More than half of Brits back niqab ban (Getty)

An exclusive ComRes poll for Channel 4 News showed that more than half of the public believe women should not be allowed to wear the niqab in public - with 55 per cent backing an outright ban similar to the one in France.

An even greater proportion, 81 per cent, say they support a ban on wearing the niqab in certain public places, such as schools, courts or hospitals.
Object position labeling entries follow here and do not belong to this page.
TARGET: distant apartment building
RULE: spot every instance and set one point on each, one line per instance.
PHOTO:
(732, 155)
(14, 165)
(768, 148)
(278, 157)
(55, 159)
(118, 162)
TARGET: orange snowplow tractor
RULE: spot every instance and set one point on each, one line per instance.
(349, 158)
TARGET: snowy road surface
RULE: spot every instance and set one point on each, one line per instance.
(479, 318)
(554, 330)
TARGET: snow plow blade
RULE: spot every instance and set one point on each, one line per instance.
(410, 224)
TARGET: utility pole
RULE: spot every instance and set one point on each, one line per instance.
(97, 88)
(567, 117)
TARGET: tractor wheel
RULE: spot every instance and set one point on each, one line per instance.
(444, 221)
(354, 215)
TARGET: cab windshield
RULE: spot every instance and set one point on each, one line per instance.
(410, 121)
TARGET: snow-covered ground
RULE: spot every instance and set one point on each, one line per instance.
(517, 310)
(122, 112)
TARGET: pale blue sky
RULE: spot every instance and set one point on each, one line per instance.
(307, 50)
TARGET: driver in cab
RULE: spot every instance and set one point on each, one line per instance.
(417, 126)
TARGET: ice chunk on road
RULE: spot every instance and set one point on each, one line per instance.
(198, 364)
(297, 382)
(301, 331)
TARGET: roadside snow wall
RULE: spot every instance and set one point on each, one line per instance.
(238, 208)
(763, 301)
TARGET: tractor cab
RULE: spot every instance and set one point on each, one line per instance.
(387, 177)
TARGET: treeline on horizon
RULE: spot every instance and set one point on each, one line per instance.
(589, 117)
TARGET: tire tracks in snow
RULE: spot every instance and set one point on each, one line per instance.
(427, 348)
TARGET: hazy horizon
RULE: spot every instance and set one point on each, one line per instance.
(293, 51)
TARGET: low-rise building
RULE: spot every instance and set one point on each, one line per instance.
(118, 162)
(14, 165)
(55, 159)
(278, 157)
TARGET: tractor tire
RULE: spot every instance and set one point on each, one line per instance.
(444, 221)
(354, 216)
Controversy has dogged the niqab in recent weeks. In September, a college in Birmingham was forced to drop a ban on Muslim face veils after a Channel 4 News report, but in the same month a judge ruled that Muslim women must remove the full face veil to give evidence. However, he said that women would be allowed to wear the niqab when facing trial, and called on parliament to provide a definitive answer.

Health Minister Jeremy Hunt said he wouldn't want to be treated by a nurse or doctor wearing a veil.

ComRes surveyed 1,077 British adults on 23 October as part of the Channel 4 News series, Britain's Niqab?, which aims to explore attitudes towards Muslim headwear.

In the Channel 4 News/ComRes poll, three-quarters of people said they are unsure of how to relate to women wearing the full face veil, and more than half think it is demeaning to people who wear it.

Generally, people feel unsure about the niqab rather than in any way threatened or nervous about it, the poll found; but 71 per cent disagree with the claim that wearing it can be empowering.

In fact, just over half of all those asked (51 per cent) said that women who wear any type of veil or head covering at all, not just the more controversial niqab, face widespread discrimination.